Metadata-Version: 2.1
Name: mistrik
Version: 1.0.0
Summary: Measure text comprehensibility/readability using the Mistrik formula
Home-page: https://github.com/MatusValko/Mistrik
Author: Matúš Valko
Author-email: mvmatusvalko@gmail.com
License: MIT
Classifier: Development Status :: 5 - Production/Stable
Classifier: Intended Audience :: Science/Research
Classifier: License :: OSI Approved :: MIT License
Classifier: Natural Language :: Slovak
Classifier: Natural Language :: English
Classifier: Operating System :: OS Independent
Classifier: Topic :: Scientific/Engineering
Classifier: Topic :: Text Processing :: Linguistic
Classifier: Topic :: Software Development :: Libraries :: Python Modules
Classifier: Programming Language :: Python :: 2
Classifier: Programming Language :: Python :: 2.7
Classifier: Programming Language :: Python :: 3
Classifier: Programming Language :: Python :: 3.4
Classifier: Programming Language :: Python :: 3.5
Classifier: Programming Language :: Python :: 3.6
Classifier: Programming Language :: Python :: 3.7
Classifier: Programming Language :: Python :: 3.8
Classifier: Programming Language :: Python :: 3.12
Description-Content-Type: text/markdown
License-File: LICENSE

# 📚 Mistrík's measure of readability 📚
 ![Python](https://img.shields.io/badge/python-3.x-blue.svg)  [![wheel](https://img.shields.io/badge/wheel-yes-ff00c9.svg)](https://test.pypi.org/project/mistrik/)  [![PyPI Latest Release](https://img.shields.io/pypi/v/pandas.svg)](https://test.pypi.org/project/mistrik/) [![PyPI Downloads](https://img.shields.io/pypi/dm/pandas.svg?label=PyPI%20downloads)](https://test.pypi.org/project/mistrik/) 
 [![MIT license](https://img.shields.io/badge/License-MIT-green.svg)](https://lbesson.mit-license.org/) 

## What is it?
**Mistrík** is a pure Python library/module that scores the readability of Slovak text using Mistrík's measure of readability and comprehension. The Mistrík’s readability formula is calculated using the _Phrase Repetition Index_. This implies that a text becomes easier to read the more words it repeats. The metric can be used to measure the readability index (R) of Slovak texts, textbooks, research papers, and many more. 
The original research by Jozef Mistrík can be found [here](https://www.juls.savba.sk/ediela/sr/1968/3/sr1968-3-lq.pdf#page=46) (pp.171-178). 📑

### Why we made this? 🤔
Readability measures are somewhat common in Slovakia, but not as widespread as they are abroad. Our goal was to support the use of readability measures, especially Mistrík’s, by creating an open-source Python library, _since there is still no public library or tool that focuses on Slovak texts that we can freely use._ 🙃 
At the same time, we wanted to make this metric _more accessible_ because improving reading comprehension skills not only improves comprehension but also supports lifelong learning by enabling individuals to effectively absorb information in a variety of areas. 📈

### Description of measure 🖊️ 
`S` = average length of words in number of syllables,\
`V` = average length of sentences in number of words,\
`N` = number of words,\
`L` = number of unique words,\
`I` = word repetition index (I = N/L),\
`R` = readability score 50 - ((S * V) / I)

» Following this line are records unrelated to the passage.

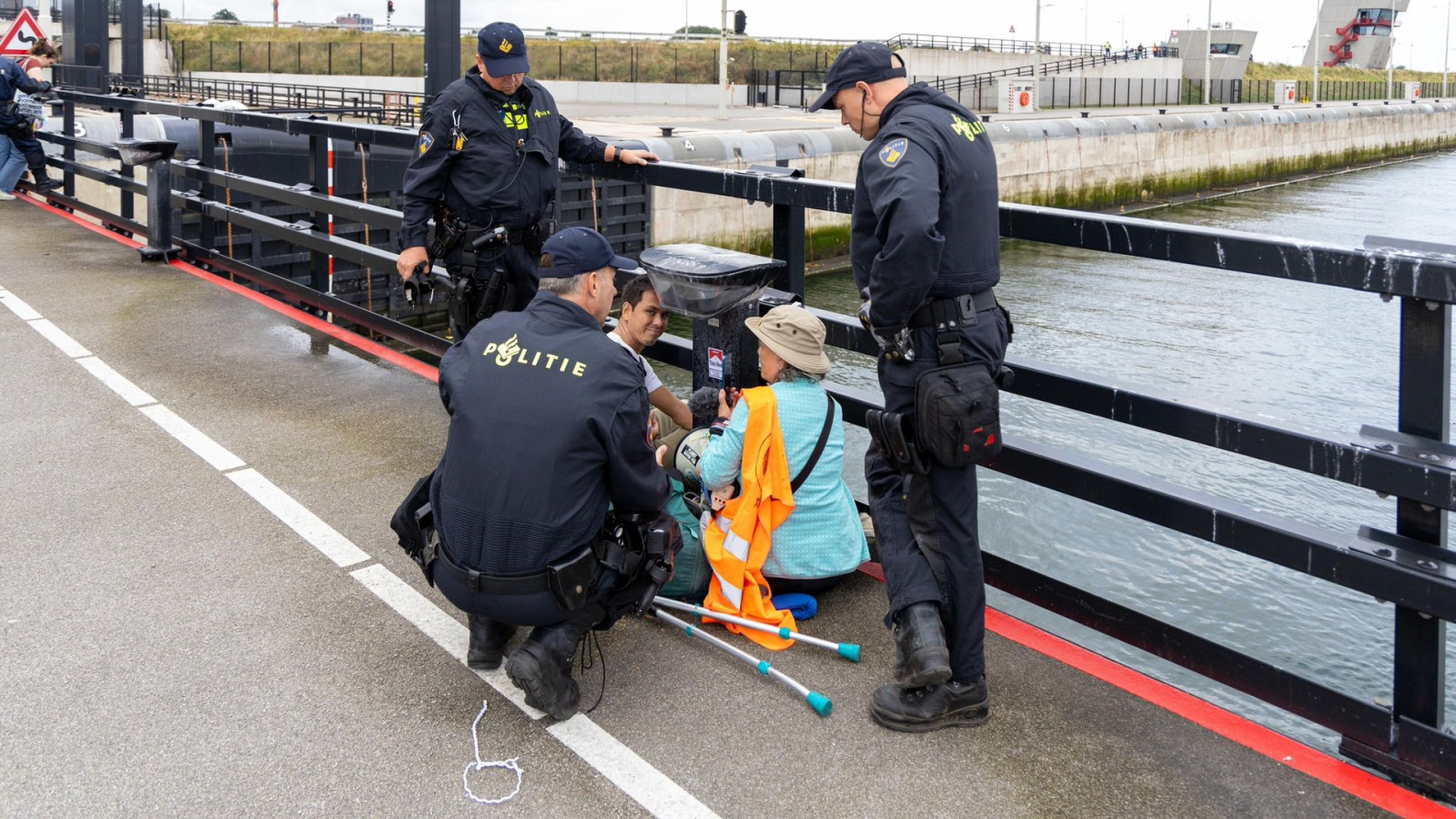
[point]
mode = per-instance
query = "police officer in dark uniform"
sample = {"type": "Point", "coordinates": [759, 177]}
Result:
{"type": "Point", "coordinates": [485, 169]}
{"type": "Point", "coordinates": [926, 252]}
{"type": "Point", "coordinates": [548, 424]}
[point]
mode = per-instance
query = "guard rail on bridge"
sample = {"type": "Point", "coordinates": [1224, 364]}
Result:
{"type": "Point", "coordinates": [1407, 564]}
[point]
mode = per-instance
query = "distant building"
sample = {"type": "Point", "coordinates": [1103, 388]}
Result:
{"type": "Point", "coordinates": [1230, 51]}
{"type": "Point", "coordinates": [1354, 33]}
{"type": "Point", "coordinates": [354, 22]}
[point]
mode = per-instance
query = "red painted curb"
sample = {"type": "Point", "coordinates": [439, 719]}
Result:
{"type": "Point", "coordinates": [309, 319]}
{"type": "Point", "coordinates": [1274, 745]}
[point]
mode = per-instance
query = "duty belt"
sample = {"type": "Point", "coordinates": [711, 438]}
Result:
{"type": "Point", "coordinates": [953, 310]}
{"type": "Point", "coordinates": [514, 237]}
{"type": "Point", "coordinates": [510, 584]}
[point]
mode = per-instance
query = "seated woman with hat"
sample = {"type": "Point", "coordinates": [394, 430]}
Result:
{"type": "Point", "coordinates": [822, 540]}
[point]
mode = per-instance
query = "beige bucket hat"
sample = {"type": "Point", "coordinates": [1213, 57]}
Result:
{"type": "Point", "coordinates": [795, 334]}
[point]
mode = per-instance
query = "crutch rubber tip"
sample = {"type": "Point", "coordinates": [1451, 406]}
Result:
{"type": "Point", "coordinates": [820, 703]}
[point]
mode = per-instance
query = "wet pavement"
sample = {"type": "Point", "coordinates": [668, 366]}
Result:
{"type": "Point", "coordinates": [171, 647]}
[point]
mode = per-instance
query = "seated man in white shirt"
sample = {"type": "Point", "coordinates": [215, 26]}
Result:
{"type": "Point", "coordinates": [642, 322]}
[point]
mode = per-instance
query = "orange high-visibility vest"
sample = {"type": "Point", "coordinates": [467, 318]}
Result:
{"type": "Point", "coordinates": [737, 541]}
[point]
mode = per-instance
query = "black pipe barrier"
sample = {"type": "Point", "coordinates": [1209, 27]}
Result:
{"type": "Point", "coordinates": [1409, 567]}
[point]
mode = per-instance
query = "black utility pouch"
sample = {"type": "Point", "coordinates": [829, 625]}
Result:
{"type": "Point", "coordinates": [897, 445]}
{"type": "Point", "coordinates": [570, 579]}
{"type": "Point", "coordinates": [958, 414]}
{"type": "Point", "coordinates": [414, 523]}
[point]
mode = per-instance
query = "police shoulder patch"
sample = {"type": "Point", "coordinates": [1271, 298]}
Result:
{"type": "Point", "coordinates": [893, 152]}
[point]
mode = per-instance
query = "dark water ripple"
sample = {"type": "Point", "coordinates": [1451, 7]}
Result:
{"type": "Point", "coordinates": [1315, 358]}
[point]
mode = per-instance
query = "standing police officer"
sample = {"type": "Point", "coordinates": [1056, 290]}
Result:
{"type": "Point", "coordinates": [487, 160]}
{"type": "Point", "coordinates": [926, 252]}
{"type": "Point", "coordinates": [548, 424]}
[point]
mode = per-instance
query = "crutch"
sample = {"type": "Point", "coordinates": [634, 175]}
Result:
{"type": "Point", "coordinates": [815, 700]}
{"type": "Point", "coordinates": [848, 651]}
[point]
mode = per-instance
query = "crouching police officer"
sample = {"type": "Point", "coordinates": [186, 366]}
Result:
{"type": "Point", "coordinates": [926, 252]}
{"type": "Point", "coordinates": [548, 426]}
{"type": "Point", "coordinates": [485, 169]}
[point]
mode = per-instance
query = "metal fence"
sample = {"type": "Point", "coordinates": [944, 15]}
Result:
{"type": "Point", "coordinates": [1404, 562]}
{"type": "Point", "coordinates": [586, 62]}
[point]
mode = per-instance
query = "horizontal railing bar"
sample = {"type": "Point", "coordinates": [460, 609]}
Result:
{"type": "Point", "coordinates": [1380, 271]}
{"type": "Point", "coordinates": [1283, 690]}
{"type": "Point", "coordinates": [1244, 435]}
{"type": "Point", "coordinates": [309, 200]}
{"type": "Point", "coordinates": [1299, 547]}
{"type": "Point", "coordinates": [1285, 542]}
{"type": "Point", "coordinates": [312, 298]}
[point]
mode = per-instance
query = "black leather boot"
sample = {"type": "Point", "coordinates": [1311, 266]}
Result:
{"type": "Point", "coordinates": [488, 640]}
{"type": "Point", "coordinates": [542, 665]}
{"type": "Point", "coordinates": [43, 181]}
{"type": "Point", "coordinates": [922, 658]}
{"type": "Point", "coordinates": [932, 707]}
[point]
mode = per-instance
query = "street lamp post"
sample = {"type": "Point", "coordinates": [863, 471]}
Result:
{"type": "Point", "coordinates": [1208, 58]}
{"type": "Point", "coordinates": [1446, 57]}
{"type": "Point", "coordinates": [1036, 65]}
{"type": "Point", "coordinates": [723, 65]}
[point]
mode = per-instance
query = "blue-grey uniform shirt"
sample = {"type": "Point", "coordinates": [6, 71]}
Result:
{"type": "Point", "coordinates": [491, 157]}
{"type": "Point", "coordinates": [548, 424]}
{"type": "Point", "coordinates": [926, 217]}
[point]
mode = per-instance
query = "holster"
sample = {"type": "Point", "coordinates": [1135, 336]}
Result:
{"type": "Point", "coordinates": [414, 522]}
{"type": "Point", "coordinates": [571, 579]}
{"type": "Point", "coordinates": [897, 445]}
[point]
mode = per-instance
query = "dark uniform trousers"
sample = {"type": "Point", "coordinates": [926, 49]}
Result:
{"type": "Point", "coordinates": [926, 525]}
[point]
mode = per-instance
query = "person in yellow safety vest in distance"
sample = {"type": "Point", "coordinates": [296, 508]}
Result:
{"type": "Point", "coordinates": [794, 526]}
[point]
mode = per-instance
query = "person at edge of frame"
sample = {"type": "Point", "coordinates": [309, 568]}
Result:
{"type": "Point", "coordinates": [529, 392]}
{"type": "Point", "coordinates": [12, 157]}
{"type": "Point", "coordinates": [924, 239]}
{"type": "Point", "coordinates": [487, 159]}
{"type": "Point", "coordinates": [33, 114]}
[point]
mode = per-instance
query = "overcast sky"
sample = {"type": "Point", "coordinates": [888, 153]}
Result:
{"type": "Point", "coordinates": [1283, 25]}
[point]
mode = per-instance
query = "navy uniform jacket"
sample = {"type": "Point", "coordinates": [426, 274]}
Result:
{"type": "Point", "coordinates": [12, 79]}
{"type": "Point", "coordinates": [548, 423]}
{"type": "Point", "coordinates": [926, 217]}
{"type": "Point", "coordinates": [501, 174]}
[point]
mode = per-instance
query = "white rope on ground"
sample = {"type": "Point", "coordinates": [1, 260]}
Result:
{"type": "Point", "coordinates": [480, 763]}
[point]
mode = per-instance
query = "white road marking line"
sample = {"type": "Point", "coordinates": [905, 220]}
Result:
{"type": "Point", "coordinates": [619, 763]}
{"type": "Point", "coordinates": [116, 382]}
{"type": "Point", "coordinates": [58, 339]}
{"type": "Point", "coordinates": [18, 307]}
{"type": "Point", "coordinates": [206, 448]}
{"type": "Point", "coordinates": [298, 518]}
{"type": "Point", "coordinates": [437, 625]}
{"type": "Point", "coordinates": [650, 787]}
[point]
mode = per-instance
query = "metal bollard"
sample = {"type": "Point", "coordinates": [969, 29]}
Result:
{"type": "Point", "coordinates": [157, 157]}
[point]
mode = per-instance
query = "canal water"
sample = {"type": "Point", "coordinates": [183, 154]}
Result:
{"type": "Point", "coordinates": [1300, 354]}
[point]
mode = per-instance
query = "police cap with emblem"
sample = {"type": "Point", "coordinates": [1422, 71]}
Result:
{"type": "Point", "coordinates": [861, 63]}
{"type": "Point", "coordinates": [581, 249]}
{"type": "Point", "coordinates": [502, 47]}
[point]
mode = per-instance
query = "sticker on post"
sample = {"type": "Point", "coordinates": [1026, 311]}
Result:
{"type": "Point", "coordinates": [715, 363]}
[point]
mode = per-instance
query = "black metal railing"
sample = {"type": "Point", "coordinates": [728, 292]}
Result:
{"type": "Point", "coordinates": [1405, 564]}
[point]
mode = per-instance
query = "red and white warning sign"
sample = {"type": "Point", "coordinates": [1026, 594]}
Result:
{"type": "Point", "coordinates": [24, 33]}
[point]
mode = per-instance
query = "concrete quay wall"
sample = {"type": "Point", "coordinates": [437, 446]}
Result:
{"type": "Point", "coordinates": [1077, 164]}
{"type": "Point", "coordinates": [1081, 164]}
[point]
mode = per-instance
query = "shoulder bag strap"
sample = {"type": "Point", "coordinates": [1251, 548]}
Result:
{"type": "Point", "coordinates": [819, 448]}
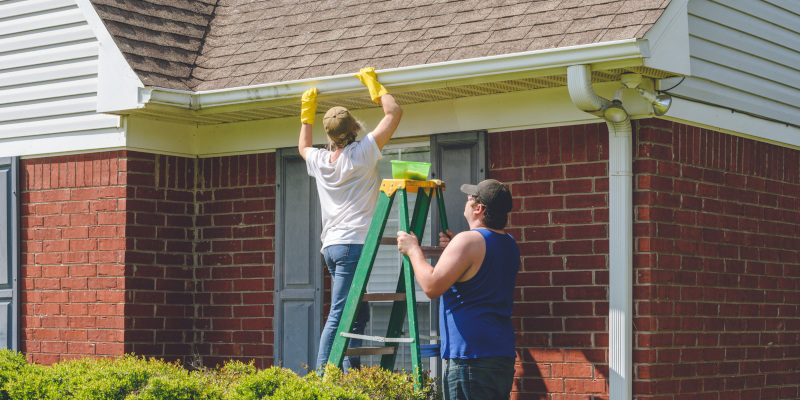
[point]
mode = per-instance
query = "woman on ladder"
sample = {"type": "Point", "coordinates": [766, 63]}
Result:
{"type": "Point", "coordinates": [348, 184]}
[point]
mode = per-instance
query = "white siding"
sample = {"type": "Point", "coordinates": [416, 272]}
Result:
{"type": "Point", "coordinates": [745, 55]}
{"type": "Point", "coordinates": [48, 81]}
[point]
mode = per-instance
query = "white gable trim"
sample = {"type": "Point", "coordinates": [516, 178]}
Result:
{"type": "Point", "coordinates": [118, 84]}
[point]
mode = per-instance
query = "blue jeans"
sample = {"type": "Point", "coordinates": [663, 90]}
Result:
{"type": "Point", "coordinates": [341, 260]}
{"type": "Point", "coordinates": [487, 378]}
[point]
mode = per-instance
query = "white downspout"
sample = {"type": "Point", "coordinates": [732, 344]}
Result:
{"type": "Point", "coordinates": [620, 233]}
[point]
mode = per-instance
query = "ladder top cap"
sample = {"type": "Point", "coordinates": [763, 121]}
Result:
{"type": "Point", "coordinates": [389, 186]}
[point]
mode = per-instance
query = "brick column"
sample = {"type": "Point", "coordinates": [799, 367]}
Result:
{"type": "Point", "coordinates": [73, 272]}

| Score |    Difficulty    |
|:---:|:---:|
|50 - 40| Very Easy         |
| 40-30 | Standard          |
| 30-20 | Fairly Difficult  |
| 20-10 | Difficult         |
| 10-0 |  Very Confusing    |

In practice, this means that a text that scores between 40 and 50 is typical for fairy tales. On the contrary, a text that achieves a score of up to 20 is suitable for experts in the field to which the text relates or for university students.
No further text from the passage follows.